How would you rate episode 4 of
Japan Sinks: 2020 (ONA) ?
Community score: 2.8

This week Japan Sinks finally takes its break-neck speed down a few notches to start making its subtextual themes textual courtesy of one xenophobic old coot with a morphine addiction and a multicultural utopian cult.

We last left the Mutoh family inside a grocery store while under attack by a man with a bow and arrow. He's just pegged Go through the chest, leaving the tyke's life in the balance. Wait, just kidding, he's fine but his PSP is worse for the wear. Instead of immediately descending on their attacker, who turns out to be an chain-smoking old man with a penchant for Jack Daniels, everyone decides they let the circumstances get to their heads. Old guy promises to fix Go's PSP and let them all stay over night and he probably won't shoot any of them (so long as they only speak in Japanese).

You can look at the first half of this episode as a thematic contrast to the second half. Effort is put in to flesh out the elderly Kunio Hikita and it's strikingly effective, not because I'm personally sympathetic towards him but because I'm sure I know him, personally. There are elements of his personality that are reflective of my own father; a man who worked over 20 years in a grocery store to establish a life for his family. A handyman that could probably fix or build anything practical (the resemblance stops at soldering electronics). And in the event that he outlives my mother, I'm sure he'd absolutely fall apart on his own. But the ugly parts, too, are what makes this characterization real in the messy sense: an unabashed pride in assimilation over diversification that everyone just hand waves because "it's a different generation."

In that sense, I know Kunio Hikita only he wears red, white, and blue. He grills hamburgers and is equally comfortable in what he knows to be the right way to do things. He demands respect because there's a firm mental thread that ties success with right-ness and as a successful person, his choices must have been the best ones.

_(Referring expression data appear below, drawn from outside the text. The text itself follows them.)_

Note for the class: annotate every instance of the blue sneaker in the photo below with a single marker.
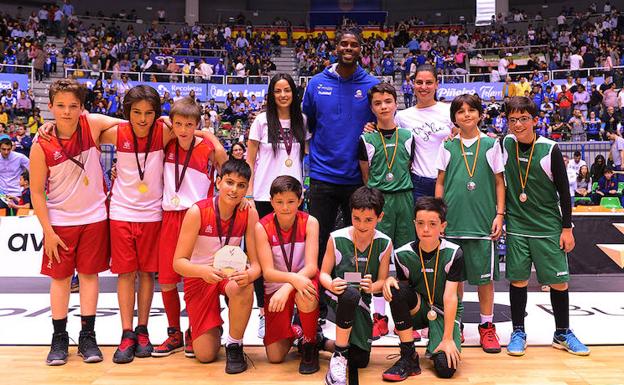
(517, 343)
(570, 343)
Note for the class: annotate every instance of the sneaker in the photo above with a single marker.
(75, 285)
(188, 345)
(517, 343)
(406, 366)
(570, 343)
(488, 338)
(144, 347)
(173, 343)
(261, 325)
(309, 358)
(415, 334)
(126, 349)
(59, 349)
(380, 326)
(87, 347)
(337, 371)
(235, 360)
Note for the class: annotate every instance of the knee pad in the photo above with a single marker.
(347, 305)
(441, 366)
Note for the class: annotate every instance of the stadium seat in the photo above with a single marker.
(611, 203)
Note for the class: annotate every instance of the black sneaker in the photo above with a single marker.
(126, 349)
(59, 349)
(87, 347)
(144, 347)
(406, 366)
(309, 359)
(235, 360)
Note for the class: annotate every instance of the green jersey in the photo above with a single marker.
(540, 214)
(471, 200)
(397, 178)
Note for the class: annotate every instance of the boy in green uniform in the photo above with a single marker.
(355, 265)
(385, 157)
(429, 269)
(470, 179)
(539, 224)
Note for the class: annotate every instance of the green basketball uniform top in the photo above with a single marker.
(345, 261)
(470, 213)
(540, 215)
(450, 268)
(378, 168)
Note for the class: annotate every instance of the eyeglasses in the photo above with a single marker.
(522, 119)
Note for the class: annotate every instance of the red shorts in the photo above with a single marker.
(278, 324)
(170, 230)
(88, 251)
(202, 304)
(134, 246)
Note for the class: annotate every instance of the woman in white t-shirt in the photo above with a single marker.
(430, 121)
(276, 146)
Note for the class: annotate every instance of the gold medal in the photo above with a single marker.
(142, 187)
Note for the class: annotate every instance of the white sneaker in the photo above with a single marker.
(261, 327)
(337, 372)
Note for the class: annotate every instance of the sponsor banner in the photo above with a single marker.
(160, 59)
(7, 79)
(21, 247)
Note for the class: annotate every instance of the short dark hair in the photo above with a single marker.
(381, 88)
(138, 93)
(473, 101)
(427, 203)
(367, 198)
(236, 166)
(285, 183)
(520, 104)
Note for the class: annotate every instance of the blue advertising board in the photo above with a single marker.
(7, 79)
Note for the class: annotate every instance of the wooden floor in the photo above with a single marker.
(541, 365)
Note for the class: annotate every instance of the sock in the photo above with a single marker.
(60, 325)
(171, 300)
(309, 323)
(517, 299)
(560, 301)
(486, 318)
(229, 341)
(380, 305)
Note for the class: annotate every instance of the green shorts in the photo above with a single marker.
(480, 260)
(398, 220)
(551, 263)
(436, 327)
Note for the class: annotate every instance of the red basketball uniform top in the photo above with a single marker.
(198, 181)
(208, 241)
(75, 196)
(279, 262)
(128, 203)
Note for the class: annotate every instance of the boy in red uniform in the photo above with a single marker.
(287, 246)
(208, 226)
(73, 216)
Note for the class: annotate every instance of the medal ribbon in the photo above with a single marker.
(524, 181)
(180, 177)
(474, 162)
(430, 294)
(389, 163)
(278, 229)
(147, 148)
(230, 227)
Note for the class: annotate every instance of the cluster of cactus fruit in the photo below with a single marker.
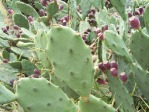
(61, 56)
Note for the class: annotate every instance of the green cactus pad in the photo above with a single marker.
(119, 91)
(116, 44)
(120, 6)
(21, 21)
(146, 17)
(139, 45)
(142, 79)
(40, 46)
(52, 9)
(85, 7)
(64, 87)
(94, 104)
(28, 67)
(27, 9)
(73, 13)
(7, 73)
(6, 95)
(71, 59)
(39, 95)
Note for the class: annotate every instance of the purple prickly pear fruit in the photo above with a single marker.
(113, 72)
(35, 75)
(114, 65)
(7, 27)
(36, 71)
(10, 11)
(91, 15)
(137, 12)
(101, 81)
(66, 18)
(50, 0)
(30, 18)
(123, 77)
(18, 35)
(5, 30)
(79, 9)
(107, 64)
(12, 82)
(61, 6)
(141, 10)
(16, 27)
(97, 31)
(88, 30)
(93, 11)
(84, 37)
(100, 36)
(134, 22)
(130, 14)
(102, 67)
(42, 12)
(44, 2)
(105, 27)
(5, 60)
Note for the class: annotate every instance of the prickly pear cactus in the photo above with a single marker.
(120, 6)
(27, 9)
(120, 93)
(18, 18)
(138, 46)
(32, 94)
(146, 17)
(94, 104)
(6, 95)
(71, 59)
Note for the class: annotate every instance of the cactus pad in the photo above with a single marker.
(39, 95)
(94, 104)
(71, 59)
(139, 45)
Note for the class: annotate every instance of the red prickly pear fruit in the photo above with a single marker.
(10, 11)
(123, 77)
(42, 12)
(102, 67)
(100, 36)
(44, 2)
(137, 12)
(101, 81)
(130, 14)
(113, 72)
(134, 22)
(114, 65)
(5, 60)
(107, 64)
(36, 71)
(141, 10)
(61, 6)
(30, 18)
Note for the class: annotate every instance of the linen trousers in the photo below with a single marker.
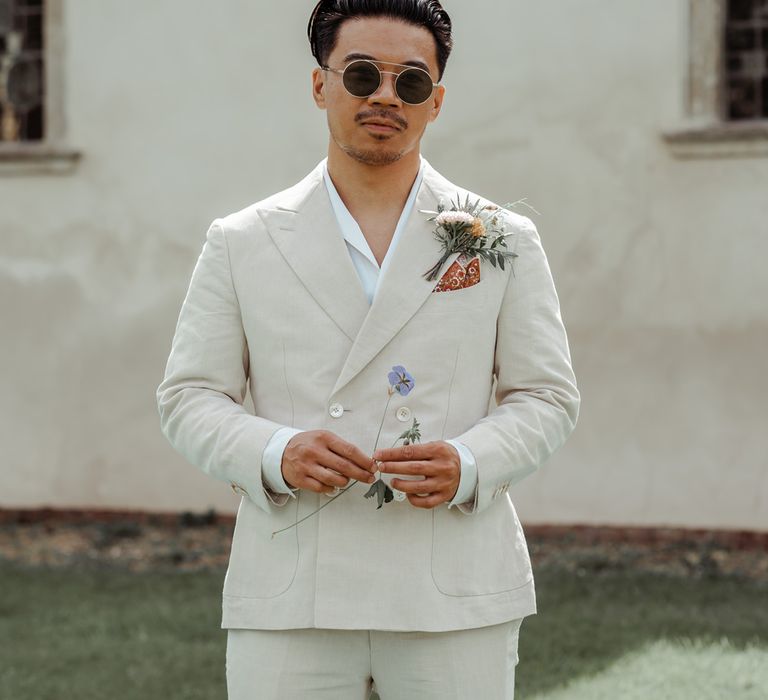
(332, 664)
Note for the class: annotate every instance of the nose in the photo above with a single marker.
(386, 93)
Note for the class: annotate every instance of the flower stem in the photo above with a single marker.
(349, 486)
(346, 488)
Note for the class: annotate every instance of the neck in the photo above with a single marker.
(362, 185)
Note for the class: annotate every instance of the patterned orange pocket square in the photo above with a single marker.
(459, 275)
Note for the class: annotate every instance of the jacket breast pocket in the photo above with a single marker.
(452, 301)
(261, 566)
(480, 554)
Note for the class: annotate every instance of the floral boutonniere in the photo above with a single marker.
(473, 229)
(400, 382)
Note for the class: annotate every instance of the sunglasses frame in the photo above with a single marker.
(405, 68)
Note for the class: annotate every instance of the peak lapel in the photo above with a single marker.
(311, 242)
(402, 288)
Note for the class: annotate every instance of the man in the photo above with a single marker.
(318, 297)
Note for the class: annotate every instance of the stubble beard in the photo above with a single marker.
(372, 156)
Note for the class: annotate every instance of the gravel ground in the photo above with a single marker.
(190, 541)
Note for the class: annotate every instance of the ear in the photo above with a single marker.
(437, 102)
(318, 87)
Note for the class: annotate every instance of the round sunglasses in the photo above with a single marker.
(362, 78)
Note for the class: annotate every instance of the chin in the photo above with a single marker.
(373, 156)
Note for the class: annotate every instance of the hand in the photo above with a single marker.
(319, 460)
(438, 462)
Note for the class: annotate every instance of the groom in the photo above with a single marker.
(316, 301)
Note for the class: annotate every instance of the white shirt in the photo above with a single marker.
(370, 275)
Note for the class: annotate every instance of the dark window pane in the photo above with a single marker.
(33, 124)
(745, 42)
(33, 40)
(23, 96)
(765, 97)
(733, 63)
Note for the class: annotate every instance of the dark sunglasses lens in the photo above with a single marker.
(361, 78)
(414, 86)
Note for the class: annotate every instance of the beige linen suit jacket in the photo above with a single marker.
(275, 307)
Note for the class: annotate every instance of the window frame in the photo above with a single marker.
(705, 132)
(52, 153)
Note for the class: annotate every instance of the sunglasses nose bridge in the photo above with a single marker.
(387, 86)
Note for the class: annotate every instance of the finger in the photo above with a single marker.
(351, 453)
(416, 485)
(328, 476)
(330, 460)
(314, 485)
(429, 501)
(412, 468)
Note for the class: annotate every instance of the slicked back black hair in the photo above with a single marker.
(329, 15)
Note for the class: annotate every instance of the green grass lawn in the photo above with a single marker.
(117, 635)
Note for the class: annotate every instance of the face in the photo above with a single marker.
(379, 129)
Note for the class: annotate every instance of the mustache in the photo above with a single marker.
(382, 114)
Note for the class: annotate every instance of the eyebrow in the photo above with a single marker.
(365, 56)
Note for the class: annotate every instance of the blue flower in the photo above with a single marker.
(400, 380)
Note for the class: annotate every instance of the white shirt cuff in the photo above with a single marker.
(468, 479)
(272, 459)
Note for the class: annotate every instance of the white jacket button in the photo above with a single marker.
(239, 490)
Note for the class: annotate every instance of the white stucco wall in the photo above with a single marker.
(185, 116)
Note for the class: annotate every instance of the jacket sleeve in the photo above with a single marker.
(536, 394)
(200, 399)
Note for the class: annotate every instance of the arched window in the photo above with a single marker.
(725, 106)
(32, 64)
(745, 60)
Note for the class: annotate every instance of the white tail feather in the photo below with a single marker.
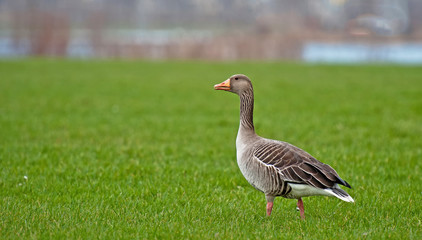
(340, 194)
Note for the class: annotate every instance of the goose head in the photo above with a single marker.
(237, 83)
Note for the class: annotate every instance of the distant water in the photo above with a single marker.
(401, 53)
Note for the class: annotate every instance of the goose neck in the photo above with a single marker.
(246, 110)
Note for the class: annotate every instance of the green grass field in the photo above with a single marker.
(132, 149)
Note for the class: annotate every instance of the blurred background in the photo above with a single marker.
(345, 31)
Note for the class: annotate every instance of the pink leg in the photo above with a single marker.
(301, 208)
(269, 208)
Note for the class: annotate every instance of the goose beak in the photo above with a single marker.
(223, 86)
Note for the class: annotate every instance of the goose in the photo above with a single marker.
(278, 168)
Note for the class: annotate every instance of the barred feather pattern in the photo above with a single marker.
(293, 165)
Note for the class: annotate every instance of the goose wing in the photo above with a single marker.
(297, 166)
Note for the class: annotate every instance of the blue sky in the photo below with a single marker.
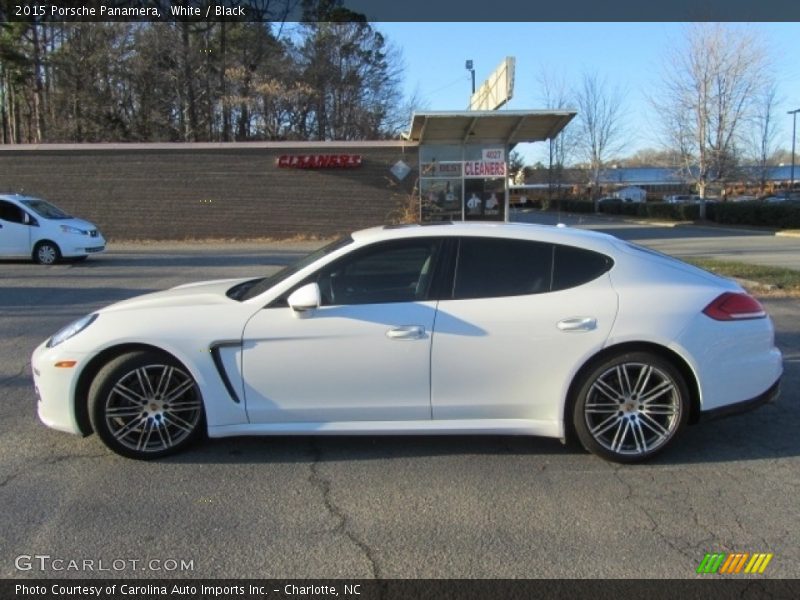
(629, 55)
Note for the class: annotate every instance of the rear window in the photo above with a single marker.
(489, 267)
(575, 266)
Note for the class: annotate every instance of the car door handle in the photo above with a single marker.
(406, 332)
(578, 324)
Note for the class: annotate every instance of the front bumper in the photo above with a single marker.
(83, 246)
(55, 387)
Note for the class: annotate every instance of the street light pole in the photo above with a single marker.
(471, 69)
(794, 130)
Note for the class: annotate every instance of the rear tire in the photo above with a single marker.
(146, 405)
(46, 253)
(629, 407)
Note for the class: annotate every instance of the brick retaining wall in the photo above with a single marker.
(165, 191)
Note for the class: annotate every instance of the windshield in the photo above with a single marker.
(254, 287)
(45, 209)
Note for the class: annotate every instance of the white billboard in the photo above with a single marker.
(497, 89)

Even if it leads like-minded individuals like Kunio Hikita to shoot unarmed kids for stealing his stuff and espousing rhetoric like "I hate foreigners who know nothing about Japan." Kunio Hikita's world is very small and comfortable and he'd like it to stay that way. But his world is sinking.

After KITE discovers that the shop's location is tilting into the sea, the crew loads up in Hikita's truck to head towards "Shan City," a place Hikita's heard is wonderful. They pick up a hitchhiker along the way despite Hikita's protests, bringing the traveling 'caravan' to seven people, only two of which are "fully" Japanese. Mari reveals she's Filipino which finally adds context to disagreements she's had with Ayumu until this point, KITE is European (possibly Estonian), and the hitchhiker Daniel is British. Notably, none of the voice actors voicing these characters use the overwrought "foreigner" affect and this is intentional. Daniel, who has lived in Hokkaido for a considerable portion of his life, is shown being well-versed in Japanese cultural terms like kintsugi. Point being that Japan Sinks: 2020 takes purposeful efforts not to "other" the non-native characters as we'd typically see in anime.

But the show doesn't have its sights set on a clear message quite yet. The introduction of Shan City provides another wrinkle. The family arrives in the middle of the night and are welcomed into the Shan City community with open arms. The Mutohs are given warm food, clean water, a place to wash themselves, new Shan City clothing, and a cozy roof over their heads. The community is self-sufficient; it has solar power, a water refining facility, an online store for income, and housed resources to provide everything its community needs. The cafeteria serves non-Western curry infused with marijuana and a "mystery" flower. People sleep in Mongolian-style yurts and its leader, a woman who can speak with the dead, starts each morning performing authentic yoga nude.

If this sounds way, way outside of Hikita's comfort zone, you'd be right. The old fart sleeps in his foreign-model truck in the parking lot instead while trying to drink himself through his morphine withdrawal.

Okay, so maybe Shan City is also the cult of some kind of owl god, but we're not going to find out anymore about that until later episodes. For now, Shan City isn't sinking but it's all a little too perfect and kensuke ushio's music box score gives me an underlying feeling of dread. That said, this episode feels like a vast improvement over the last two with a surprising level of nuance as Japan Sinks: 2020 continues to hone in on its themes of destructive nationalism. The only thing I'd ask for his more emotional authenticity from the main cast themselves. Other than a singular breakdown by Hikita earlier on and genuine display by Haruo, everyone is still so vibrantly optimistic. Haruo is eating curry through snot while processing the death of his mother and everyone else at the table is just "Dad sure made good curry sometimes!" It's surprisingly flat.

Rating:

• I don't know where to put this, but I want to make a small note that a religious theme may be coming in to play as well. I was surprised to see that Hikita had a cross hanging from his rearview mirror in his truck. This is hardly uncommon in the States, but would be pretty unusual in Japan.

Japan Sinks: 2020 is currently streaming on Netflix.